# My goats wont eat fruits and veggies?



## rr89ca (Aug 28, 2015)

I saw there is a topic going about getting goats to eat brush, is the concept similar for fruits and veggies? Cut back the grain? I just want them to eat the ends of what im cooking for supper, lol. Carrots, lettuce, etc. Do some goats just not like this stuff?


----------



## deerbunnyfarm (Dec 14, 2015)

Nope. Contrary to popular belief, goats are picky eaters!! They all have their own preferences.


----------



## ShireRidgeFarm (Sep 24, 2015)

Some of my goats like fruits and veggies, others don't.  I usually don't force them to eat anything because I figure they've got a good reason for not eating that thing, and especially if it's brush I'd hate to force-feed them something I didn't realize was poisonous. 

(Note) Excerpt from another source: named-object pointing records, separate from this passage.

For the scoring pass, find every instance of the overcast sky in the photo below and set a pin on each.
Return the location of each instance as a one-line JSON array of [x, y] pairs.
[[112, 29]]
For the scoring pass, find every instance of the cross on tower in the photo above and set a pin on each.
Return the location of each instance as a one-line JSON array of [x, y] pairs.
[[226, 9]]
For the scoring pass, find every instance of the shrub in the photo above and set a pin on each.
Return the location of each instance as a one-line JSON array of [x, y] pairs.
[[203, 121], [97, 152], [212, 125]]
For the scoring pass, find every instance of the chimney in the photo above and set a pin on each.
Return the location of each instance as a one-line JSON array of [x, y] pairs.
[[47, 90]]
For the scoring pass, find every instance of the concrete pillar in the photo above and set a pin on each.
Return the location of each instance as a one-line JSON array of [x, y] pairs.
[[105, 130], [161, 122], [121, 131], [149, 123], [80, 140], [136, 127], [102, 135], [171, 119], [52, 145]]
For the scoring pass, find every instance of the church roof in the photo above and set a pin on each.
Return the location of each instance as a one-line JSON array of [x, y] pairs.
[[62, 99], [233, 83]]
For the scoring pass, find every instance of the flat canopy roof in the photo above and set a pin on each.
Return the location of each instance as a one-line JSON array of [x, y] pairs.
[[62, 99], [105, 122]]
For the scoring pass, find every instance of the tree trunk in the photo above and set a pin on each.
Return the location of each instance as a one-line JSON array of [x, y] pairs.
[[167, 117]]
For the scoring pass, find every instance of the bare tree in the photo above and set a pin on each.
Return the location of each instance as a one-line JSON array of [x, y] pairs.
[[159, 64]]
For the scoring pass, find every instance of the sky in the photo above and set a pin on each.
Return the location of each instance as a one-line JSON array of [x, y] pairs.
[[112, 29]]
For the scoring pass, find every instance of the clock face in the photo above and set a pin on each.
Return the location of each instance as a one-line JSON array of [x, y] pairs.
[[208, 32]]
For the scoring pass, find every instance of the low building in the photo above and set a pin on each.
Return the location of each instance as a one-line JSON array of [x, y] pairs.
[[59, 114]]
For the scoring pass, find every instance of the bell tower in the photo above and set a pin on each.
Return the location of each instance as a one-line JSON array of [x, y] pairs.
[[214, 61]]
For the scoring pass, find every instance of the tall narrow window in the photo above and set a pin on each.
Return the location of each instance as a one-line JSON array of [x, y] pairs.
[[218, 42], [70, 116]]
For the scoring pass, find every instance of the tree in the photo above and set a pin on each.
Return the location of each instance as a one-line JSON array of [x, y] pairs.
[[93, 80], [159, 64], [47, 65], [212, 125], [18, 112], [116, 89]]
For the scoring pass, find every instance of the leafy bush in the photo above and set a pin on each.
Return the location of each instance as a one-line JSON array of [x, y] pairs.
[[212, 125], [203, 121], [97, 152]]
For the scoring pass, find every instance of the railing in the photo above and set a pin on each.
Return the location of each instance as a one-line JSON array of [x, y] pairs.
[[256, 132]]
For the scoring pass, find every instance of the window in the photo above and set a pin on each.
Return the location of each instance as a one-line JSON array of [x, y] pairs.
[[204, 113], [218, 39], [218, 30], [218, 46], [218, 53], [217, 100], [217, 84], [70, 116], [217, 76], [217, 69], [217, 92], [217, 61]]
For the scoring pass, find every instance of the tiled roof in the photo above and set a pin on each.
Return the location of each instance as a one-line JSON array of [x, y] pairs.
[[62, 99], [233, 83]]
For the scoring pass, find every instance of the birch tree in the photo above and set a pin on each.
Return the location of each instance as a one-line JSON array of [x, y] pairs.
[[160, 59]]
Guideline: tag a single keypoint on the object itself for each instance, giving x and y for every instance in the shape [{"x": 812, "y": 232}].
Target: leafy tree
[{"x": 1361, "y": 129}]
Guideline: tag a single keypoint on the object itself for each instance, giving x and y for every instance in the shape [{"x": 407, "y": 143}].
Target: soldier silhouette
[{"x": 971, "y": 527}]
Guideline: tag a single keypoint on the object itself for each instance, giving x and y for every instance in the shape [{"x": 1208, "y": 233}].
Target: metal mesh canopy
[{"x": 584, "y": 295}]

Chickens, on the other hand, will eat just about anything! That's who we send all our garden scraps and such to.


----------



## NyGoatMom (Jan 26, 2013)

I have a goat that will not even touch grass...only hay, leaves if they are fresh and have never touched the ground and her grain mix.My chickens on the other hand will eat anything.


----------



## Rise_and_Shine_Ranch (May 16, 2015)

I have to _make _ some of my goats try new things. They turn their nose up at anything that isn't hay or grain. I just wiggle a piece into their mouths and sure enough they like it! Before long, they will finish the veggie or fruit and keep gnawing on the stem/core. The first time I encountered this I couldn't believe it. They are just like human kids!


----------



## lottsagoats1 (Apr 12, 2014)

Mine won't touch fruit or veggies but love donuts, cookies and such like that. Pretty much like their owner (only I do love fruit). I can get them to eat apple sauce if I mix it in their soaked beet pulp, but that's the only way.


----------



## rr89ca (Aug 28, 2015)

Wow lol i was hoping to get the boogers to eat the veggie scraps, looks like ill need chickens now  my boyfriend is going to hate me!


----------



## wndngrvr (Dec 10, 2011)

Mine only want the scraps if they see me heading for the chicken coop with it. Mine also will not eat anything that is dirty and have their own list of things they like. That includes pumpkin or squash slices when we have it - some love tangerines. Goats are fussy unless they are maybe starving.


----------



## just_plain_bob (May 4, 2013)

i have a "treat cup" 
whenever they see it coming they get excited 
it's the only way i get them to try new thing


----------